Should You Be In-Network or Out-of-Network With Insurance?
Billing / Fees / Insurance

Should You Be In-Network or Out-of-Network With Insurance?

A Common Myth, Key Exceptions, and Strategic Considerations to Support Long-Term Growth
Samuel A. Collins
WHAT YOU NEED TO KNOW
  • Once licensed, you may bill insurance for covered services. Many – if not most – insurance plans include chiropractic benefits that do not require enrollment.
  • The real decision comes down to evaluating whether joining a network adds value – or simply limits your income potential.
  • You can join a network, evaluate its value to your practice, and later decide to withdraw if it no longer serves your goals.

It’s a new year and many chiropractors are evaluating what will enhance their respective practices, particularly as it relates to their bottom line. One of the most common questions I get is: “Do I need to be credentialed to bill insurance, and what are the best plans to join?” It’s a loaded question – but one every DC ponders.

Clearing Up a Common Myth

Let’s start by clearing up a common myth: You do not have to be credentialed with or join an insurance plan to bill insurance. Once you are licensed, you may bill insurance for covered services. In fact, many – if not most – plans include chiropractic benefits that do not require the provider to be enrolled. Some plans may even reimburse more to out-of-network providers than to in-network ones.

Key Exceptions

One key exception is with true HMO-style plans, which generally do not offer out-of-network benefits. This includes Medicare: a chiropractor must be enrolled and have an ability to bill Medicare for covered services. This is limited to spinal manipulation or CMT of the spine.
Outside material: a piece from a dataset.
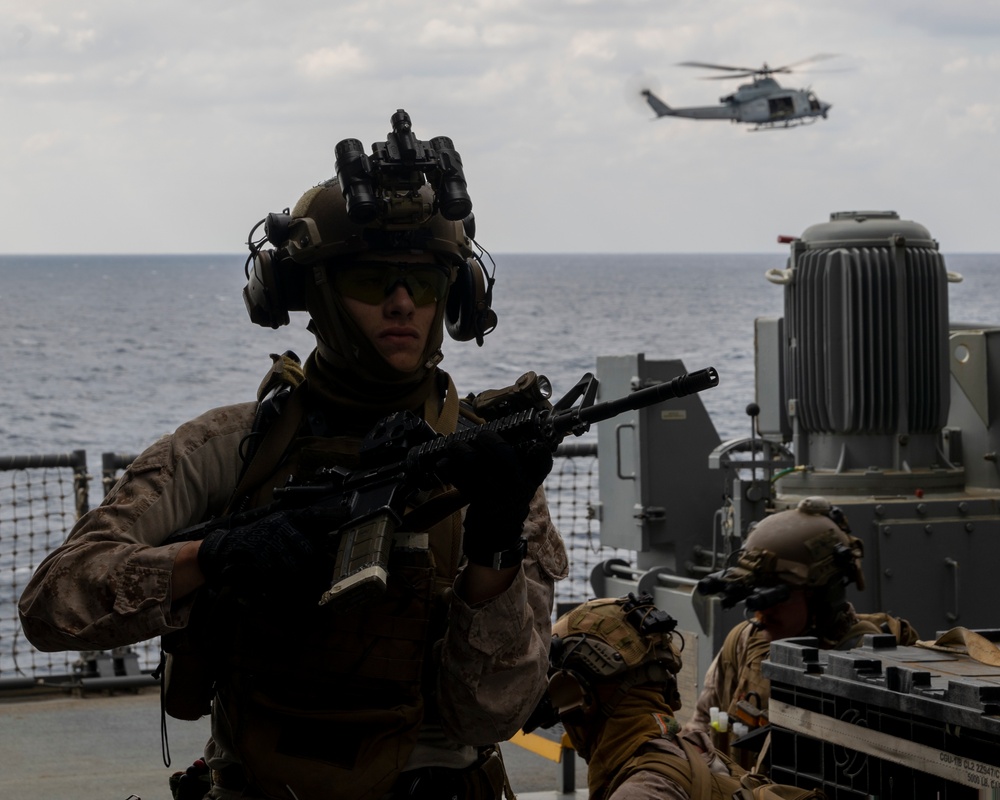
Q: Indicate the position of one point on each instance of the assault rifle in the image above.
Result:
(398, 459)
Another exception is billing to VA Community Care – chiropractors must be enrolled to receive reimbursement.

Does Joining a Network Add Value?

The real decision comes down to evaluating whether joining a network adds value – or simply limits your income potential. Remember: No insurance plan pays in-network providers more. They pay less per service, but the trade-off is potential access to more patients.

At its core, the decision is simple:

  • Does joining a plan allow me to treat patients who would otherwise have no benefits?
  • If yes, does the payment rate meet the minimum standard needed to keep my practice sustainable?
  • Or does participation simply reduce what I would otherwise earn as an out-of-network provider?
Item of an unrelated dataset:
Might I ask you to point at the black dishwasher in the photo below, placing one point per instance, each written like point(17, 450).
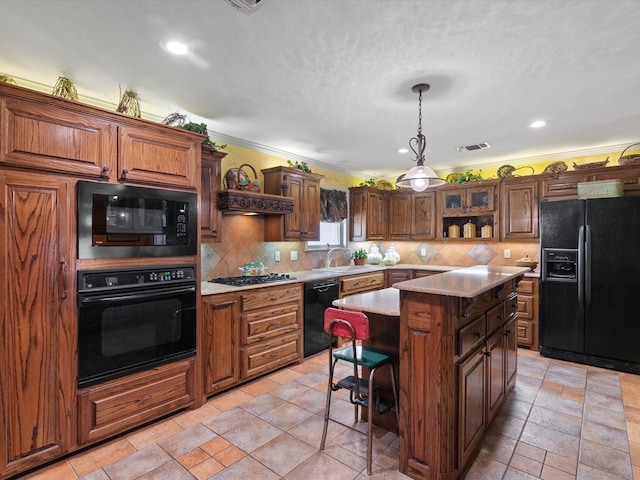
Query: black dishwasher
point(318, 296)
To make an informed choice, it helps to organize the pros and cons in a clear manner. Here’s how they compare:

In-Network Participation

Benefits

  • Increased patient volume: Patients prefer in-network providers due to lower out-of-pocket costs and direct billing.
  • Predictable reimbursement: Contracted rates make income more consistent.
  • Simplified marketing: Your name appears in insurer directories, generating referrals without added marketing costs.
  • Faster payments: Clean claims are often processed within 7-21 days.
  • Credibility: Many patients perceive in-network providers as more trusted or established.

Pitfalls

  • Lower reimbursement rates: Contracted fees are usually below your standard rates.
  • Administrative burden: Credentialing, preauthorizations, and re-credentialing take time and attention.
  • Restrictions on care: Visit limits and “medical necessity” rules may limit treatment freedom.
  • Audit and compliance risk: In-network providers face periodic record audits and repayment demands if issues arise.
  • Delayed or denied claims: Even in-network claims can be held up without perfect documentation and coding.

Out-of-Network Participation

Benefits

  • Higher fee flexibility: You set your own rates and aren’t bound by insurer fee schedules.
  • Greater clinical autonomy: You decide frequency and duration of care.
  • Less contractual restriction: No preauthorization or utilization reviews.
  • Simpler administration: You can bill directly or provide superbills for patient reimbursement.

Pitfalls

  • Reduced patient volume: Many patients avoid out-of-network providers due to higher costs.
  • Unpredictable payments: Coverage and reimbursement vary widely.
  • Increased patient collections: Patients pay you first and then seek reimbursement, which can delay cash flow.
  • Reduced visibility: You’re not listed in insurer directories, so fewer new referrals.

Strategic Considerations

Hybrid approach: Many chiropractors join select networks (e.g., UnitedHealthcare, Aetna, or strong regional PPOs) while remaining out-of-network with others. This balances patient access and revenue.

Local market factors: In communities with high chiropractic awareness or strong cash-based wellness demand, out-of-network models thrive. In insurance-dependent regions, being in-network may be essential for patient flow.

Administrative capacity: Clinics with strong billing systems can manage insurance participation more effectively. Solo practitioners with limited staff often do better staying out-of-network.

The Bottom Line

Whether you choose to participate in insurance networks or not depends on your local market, patient base and financial goals. Evaluate your own data, compare fee schedules and make a strategic decision that supports your long-term stability, not just short-term patient volume.

Always remember that participation is your choice. You can join a network, evaluate its value to your practice, and later decide to withdraw if it no longer serves your goals. While termination is not immediate and usually requires advance notice per contract terms, it remains fully within your control.